# Import Libraries

In [11]:
%load_ext autoreload
%autoreload 2


from prefect import Flow, task
from prefect.tasks.shell import ShellTask
from prefect.schedules import Schedule
from dask.distributed import Client
from prefect.executors import LocalDaskExecutor

import os
import sys
import pandas as pd

module_path = os.path.abspath(os.path.join(".."))
if module_path not in sys.path:
    sys.path.append(module_path)
from src.data import io

cwd = os.getcwd().split("/")[-1]
if cwd == "jupyter_notebooks":
    os.chdir("../")

The autoreload extension is already loaded.
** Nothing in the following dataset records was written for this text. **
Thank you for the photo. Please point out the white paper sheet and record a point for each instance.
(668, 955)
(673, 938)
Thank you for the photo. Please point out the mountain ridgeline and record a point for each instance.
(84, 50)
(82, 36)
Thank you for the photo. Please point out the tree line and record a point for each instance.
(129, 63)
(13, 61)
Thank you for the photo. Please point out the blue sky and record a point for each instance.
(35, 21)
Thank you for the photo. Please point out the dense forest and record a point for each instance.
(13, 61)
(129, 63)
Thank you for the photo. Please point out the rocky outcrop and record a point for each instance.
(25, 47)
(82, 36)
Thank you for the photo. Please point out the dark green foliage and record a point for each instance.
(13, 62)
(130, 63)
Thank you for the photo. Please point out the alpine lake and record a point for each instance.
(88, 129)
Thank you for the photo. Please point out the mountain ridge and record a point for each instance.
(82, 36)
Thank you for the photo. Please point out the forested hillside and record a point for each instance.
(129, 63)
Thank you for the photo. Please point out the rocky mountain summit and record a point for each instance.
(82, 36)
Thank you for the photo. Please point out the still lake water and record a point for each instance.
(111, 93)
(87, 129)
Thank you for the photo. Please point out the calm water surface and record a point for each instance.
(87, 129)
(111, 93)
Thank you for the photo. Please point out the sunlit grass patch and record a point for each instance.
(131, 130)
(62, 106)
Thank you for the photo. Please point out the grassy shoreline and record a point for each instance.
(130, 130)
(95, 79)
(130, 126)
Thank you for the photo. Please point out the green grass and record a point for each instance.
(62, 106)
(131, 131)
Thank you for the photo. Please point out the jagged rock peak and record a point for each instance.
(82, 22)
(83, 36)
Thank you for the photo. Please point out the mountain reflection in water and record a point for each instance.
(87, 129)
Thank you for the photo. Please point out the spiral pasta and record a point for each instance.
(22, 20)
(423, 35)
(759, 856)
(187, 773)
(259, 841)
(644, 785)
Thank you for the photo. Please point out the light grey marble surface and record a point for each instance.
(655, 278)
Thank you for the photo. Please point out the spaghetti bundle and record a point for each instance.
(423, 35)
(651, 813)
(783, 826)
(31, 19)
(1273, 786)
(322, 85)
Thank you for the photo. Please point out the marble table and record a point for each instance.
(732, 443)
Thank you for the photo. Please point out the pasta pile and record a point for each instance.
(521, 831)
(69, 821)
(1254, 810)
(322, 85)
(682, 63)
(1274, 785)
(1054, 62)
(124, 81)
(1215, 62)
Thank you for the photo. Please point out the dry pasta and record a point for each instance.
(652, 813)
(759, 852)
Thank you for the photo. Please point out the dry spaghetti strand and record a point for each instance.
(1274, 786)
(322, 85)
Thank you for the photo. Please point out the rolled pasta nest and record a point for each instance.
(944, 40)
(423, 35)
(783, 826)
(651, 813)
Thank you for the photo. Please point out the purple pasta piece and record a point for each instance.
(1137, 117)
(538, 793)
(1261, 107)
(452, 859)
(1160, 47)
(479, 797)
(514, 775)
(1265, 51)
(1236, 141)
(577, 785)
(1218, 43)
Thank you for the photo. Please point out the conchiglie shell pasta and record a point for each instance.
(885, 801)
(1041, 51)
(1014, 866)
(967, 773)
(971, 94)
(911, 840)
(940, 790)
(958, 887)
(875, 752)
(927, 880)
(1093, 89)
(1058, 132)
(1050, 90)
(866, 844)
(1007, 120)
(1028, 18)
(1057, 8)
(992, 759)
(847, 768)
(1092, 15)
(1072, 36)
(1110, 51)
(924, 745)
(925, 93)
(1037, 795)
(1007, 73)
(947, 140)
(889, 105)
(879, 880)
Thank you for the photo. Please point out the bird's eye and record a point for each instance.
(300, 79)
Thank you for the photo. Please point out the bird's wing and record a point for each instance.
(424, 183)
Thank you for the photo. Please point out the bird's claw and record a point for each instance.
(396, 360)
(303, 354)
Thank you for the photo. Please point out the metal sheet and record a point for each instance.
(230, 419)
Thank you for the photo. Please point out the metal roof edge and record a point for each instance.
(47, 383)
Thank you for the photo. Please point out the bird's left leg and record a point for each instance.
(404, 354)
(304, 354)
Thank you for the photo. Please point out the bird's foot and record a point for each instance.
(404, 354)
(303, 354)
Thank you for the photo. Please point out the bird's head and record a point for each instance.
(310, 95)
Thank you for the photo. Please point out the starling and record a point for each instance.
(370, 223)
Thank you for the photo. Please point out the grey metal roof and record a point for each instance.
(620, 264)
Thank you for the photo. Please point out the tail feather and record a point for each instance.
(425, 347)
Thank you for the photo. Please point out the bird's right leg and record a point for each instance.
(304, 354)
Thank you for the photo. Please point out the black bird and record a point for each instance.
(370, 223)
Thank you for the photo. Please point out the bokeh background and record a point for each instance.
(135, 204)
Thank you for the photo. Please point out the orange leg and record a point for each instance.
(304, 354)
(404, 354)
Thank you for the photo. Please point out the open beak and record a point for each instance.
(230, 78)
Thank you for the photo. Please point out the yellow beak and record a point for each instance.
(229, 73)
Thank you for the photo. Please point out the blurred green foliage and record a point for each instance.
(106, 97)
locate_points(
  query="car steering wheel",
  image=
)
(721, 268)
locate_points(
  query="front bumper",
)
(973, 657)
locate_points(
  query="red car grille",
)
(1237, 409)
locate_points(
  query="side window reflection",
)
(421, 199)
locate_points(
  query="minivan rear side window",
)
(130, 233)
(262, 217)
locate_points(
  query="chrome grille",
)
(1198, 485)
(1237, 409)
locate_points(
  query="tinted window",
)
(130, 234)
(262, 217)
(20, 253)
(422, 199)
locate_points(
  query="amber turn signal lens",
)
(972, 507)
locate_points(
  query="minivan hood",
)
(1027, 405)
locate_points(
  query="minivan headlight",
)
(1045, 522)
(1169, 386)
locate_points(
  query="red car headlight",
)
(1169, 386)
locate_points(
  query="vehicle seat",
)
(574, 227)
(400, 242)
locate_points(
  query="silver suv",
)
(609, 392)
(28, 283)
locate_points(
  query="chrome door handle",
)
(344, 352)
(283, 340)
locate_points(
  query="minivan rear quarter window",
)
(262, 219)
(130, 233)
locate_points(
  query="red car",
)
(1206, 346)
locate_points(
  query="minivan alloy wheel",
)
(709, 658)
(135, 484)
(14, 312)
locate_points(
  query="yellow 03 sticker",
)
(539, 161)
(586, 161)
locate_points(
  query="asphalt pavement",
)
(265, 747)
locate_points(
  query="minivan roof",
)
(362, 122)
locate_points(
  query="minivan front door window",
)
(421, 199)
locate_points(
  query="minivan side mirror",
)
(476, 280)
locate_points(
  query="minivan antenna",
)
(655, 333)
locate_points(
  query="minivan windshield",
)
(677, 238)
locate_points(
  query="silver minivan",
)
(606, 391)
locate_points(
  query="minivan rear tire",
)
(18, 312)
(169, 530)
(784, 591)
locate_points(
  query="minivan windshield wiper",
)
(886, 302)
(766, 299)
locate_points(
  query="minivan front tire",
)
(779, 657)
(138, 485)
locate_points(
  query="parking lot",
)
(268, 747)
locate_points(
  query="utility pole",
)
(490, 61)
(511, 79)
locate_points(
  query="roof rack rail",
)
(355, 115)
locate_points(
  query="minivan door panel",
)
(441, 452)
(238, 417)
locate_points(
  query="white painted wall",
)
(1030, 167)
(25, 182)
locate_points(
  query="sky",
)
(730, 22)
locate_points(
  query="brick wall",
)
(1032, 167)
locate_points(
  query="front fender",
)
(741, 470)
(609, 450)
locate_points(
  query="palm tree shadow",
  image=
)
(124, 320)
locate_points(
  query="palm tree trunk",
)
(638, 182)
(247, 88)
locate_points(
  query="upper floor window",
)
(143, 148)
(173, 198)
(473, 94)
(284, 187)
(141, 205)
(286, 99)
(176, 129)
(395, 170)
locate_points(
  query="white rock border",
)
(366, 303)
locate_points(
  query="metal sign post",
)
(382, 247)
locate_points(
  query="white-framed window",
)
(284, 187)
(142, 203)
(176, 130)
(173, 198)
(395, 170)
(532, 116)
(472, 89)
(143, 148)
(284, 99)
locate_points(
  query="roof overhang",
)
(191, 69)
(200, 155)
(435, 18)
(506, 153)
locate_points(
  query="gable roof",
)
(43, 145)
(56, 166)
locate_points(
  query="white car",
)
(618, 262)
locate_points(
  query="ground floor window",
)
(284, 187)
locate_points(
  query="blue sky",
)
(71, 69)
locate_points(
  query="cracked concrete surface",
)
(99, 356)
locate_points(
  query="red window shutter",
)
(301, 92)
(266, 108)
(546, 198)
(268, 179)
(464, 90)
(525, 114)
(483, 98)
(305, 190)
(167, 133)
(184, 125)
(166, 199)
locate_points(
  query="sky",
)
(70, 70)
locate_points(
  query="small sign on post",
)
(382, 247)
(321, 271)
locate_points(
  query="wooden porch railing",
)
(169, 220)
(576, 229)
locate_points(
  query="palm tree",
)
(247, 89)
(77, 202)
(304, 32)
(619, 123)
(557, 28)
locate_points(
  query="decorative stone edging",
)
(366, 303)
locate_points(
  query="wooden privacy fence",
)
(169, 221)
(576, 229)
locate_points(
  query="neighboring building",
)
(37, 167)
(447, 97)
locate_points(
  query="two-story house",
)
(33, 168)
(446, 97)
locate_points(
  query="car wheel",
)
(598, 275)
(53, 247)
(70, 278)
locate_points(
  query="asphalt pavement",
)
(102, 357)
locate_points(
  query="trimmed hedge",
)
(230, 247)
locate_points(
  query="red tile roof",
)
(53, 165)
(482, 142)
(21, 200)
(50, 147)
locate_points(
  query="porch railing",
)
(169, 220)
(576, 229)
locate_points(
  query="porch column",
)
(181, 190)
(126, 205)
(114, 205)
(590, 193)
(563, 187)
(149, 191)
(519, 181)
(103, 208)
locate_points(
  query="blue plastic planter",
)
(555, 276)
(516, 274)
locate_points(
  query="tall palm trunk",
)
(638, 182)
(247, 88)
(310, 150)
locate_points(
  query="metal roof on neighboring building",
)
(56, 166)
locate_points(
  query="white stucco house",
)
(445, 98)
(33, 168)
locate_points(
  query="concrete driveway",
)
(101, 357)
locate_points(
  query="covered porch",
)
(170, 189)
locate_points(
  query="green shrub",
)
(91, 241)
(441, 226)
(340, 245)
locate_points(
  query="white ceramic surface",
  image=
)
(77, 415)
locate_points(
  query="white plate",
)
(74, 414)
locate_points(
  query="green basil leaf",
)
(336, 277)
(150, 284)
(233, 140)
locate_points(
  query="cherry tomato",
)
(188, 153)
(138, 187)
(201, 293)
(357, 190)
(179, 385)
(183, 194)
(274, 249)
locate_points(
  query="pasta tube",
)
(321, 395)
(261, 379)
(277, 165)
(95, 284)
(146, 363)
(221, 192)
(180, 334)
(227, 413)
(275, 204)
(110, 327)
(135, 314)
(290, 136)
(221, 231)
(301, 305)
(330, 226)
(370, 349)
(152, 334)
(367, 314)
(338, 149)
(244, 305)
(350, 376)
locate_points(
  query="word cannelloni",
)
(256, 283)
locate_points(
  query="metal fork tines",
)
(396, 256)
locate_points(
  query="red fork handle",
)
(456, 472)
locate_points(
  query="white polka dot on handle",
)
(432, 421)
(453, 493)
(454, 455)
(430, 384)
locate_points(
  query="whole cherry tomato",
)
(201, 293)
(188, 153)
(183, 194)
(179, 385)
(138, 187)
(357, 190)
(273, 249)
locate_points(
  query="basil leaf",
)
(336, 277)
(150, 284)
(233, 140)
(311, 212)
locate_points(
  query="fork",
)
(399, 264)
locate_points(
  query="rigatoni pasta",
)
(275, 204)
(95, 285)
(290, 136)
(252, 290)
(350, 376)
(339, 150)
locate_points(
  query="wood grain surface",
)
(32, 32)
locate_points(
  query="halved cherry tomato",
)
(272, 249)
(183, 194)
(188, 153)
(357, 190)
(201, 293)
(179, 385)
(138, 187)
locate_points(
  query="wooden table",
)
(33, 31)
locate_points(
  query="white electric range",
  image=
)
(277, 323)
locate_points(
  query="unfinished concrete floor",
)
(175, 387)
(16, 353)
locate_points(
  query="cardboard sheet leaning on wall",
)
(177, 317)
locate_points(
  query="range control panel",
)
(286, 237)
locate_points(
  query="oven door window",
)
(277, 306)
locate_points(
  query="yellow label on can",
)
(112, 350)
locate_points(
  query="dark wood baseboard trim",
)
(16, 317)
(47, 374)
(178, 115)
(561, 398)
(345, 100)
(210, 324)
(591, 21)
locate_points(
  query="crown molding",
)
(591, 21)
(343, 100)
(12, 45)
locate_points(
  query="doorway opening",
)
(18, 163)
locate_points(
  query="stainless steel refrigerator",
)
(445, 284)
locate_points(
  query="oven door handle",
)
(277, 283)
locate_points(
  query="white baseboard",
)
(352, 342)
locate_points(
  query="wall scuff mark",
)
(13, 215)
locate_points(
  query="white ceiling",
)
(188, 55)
To reload it, use:
  %reload_ext autoreload


In [12]:
executor=LocalDaskExecutor()

# Scrape Events Flow

In [15]:
event_schedule = Schedule([IntervalClock(start_date=pendulum.datetime(2020, 12, 13, 6, tz="America/Los_Angeles"),
                               interval=timedelta(days=7))])

shell_task = ShellTask(helper_script="cd scrapy_ufcstats")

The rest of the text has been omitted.